09:00 〜 10:30
[ACG35-P05] Analyzing changes in terrestrial carbon cycle using a terrestrial carbon cycle model, VISIT and an inversion based estimation
キーワード:炭素循環、陸域生態系、トップダウン・ボトムアップ手法
Atmospheric CO2 concentration and its global cycle play an important role in predicting future atmospheric CO2 concentration and climate change. Terrestrial carbon cycle is one the most uncertain parts due to its spatial heterogenity and differences in its response to climate variability. Thus, understanding of current terresrial carbon cycle is essential. In this study, we evaluated two independent estimations of terrestrial carbon cycle from 2001 to 2021 period. Top-down estimation provides land-atmosphere carbon exchanges from atmospheric CO2 observation and bottom-up estmation provides based on each process and each region.
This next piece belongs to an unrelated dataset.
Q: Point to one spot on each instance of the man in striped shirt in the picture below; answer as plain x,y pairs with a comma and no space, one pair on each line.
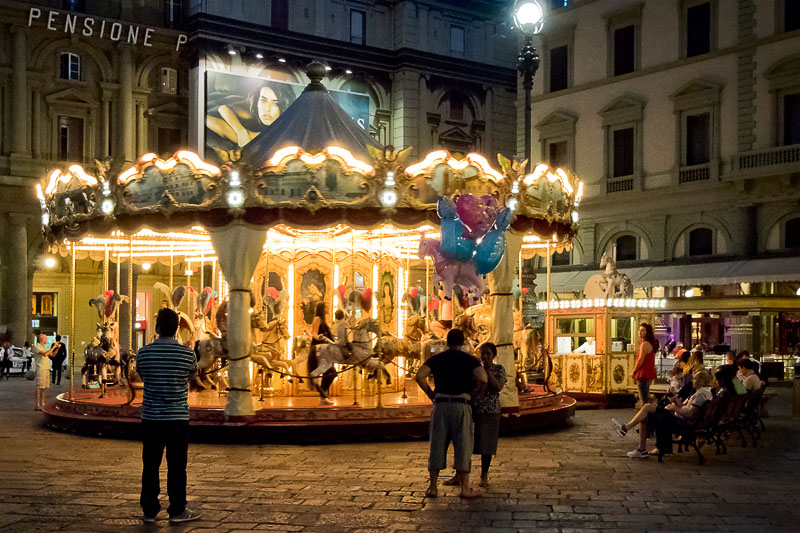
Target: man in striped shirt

In this study, we used VISIT terrestrial carbon cycle model and machine-learning based estimations as bottom-up methods, and an inversion analysis outputs, MIROC4-ACTM inversion, as an top-down method. VISIT model outpus were overall consistent with other estimationa, such as machine-learning based and top-down estimations in terms of interannual variations. In particular, some regions such as Southeast Asia show good consistency. We will also report results of a series of sensitivity test, and discuss changes in terrestrial carbon cycle.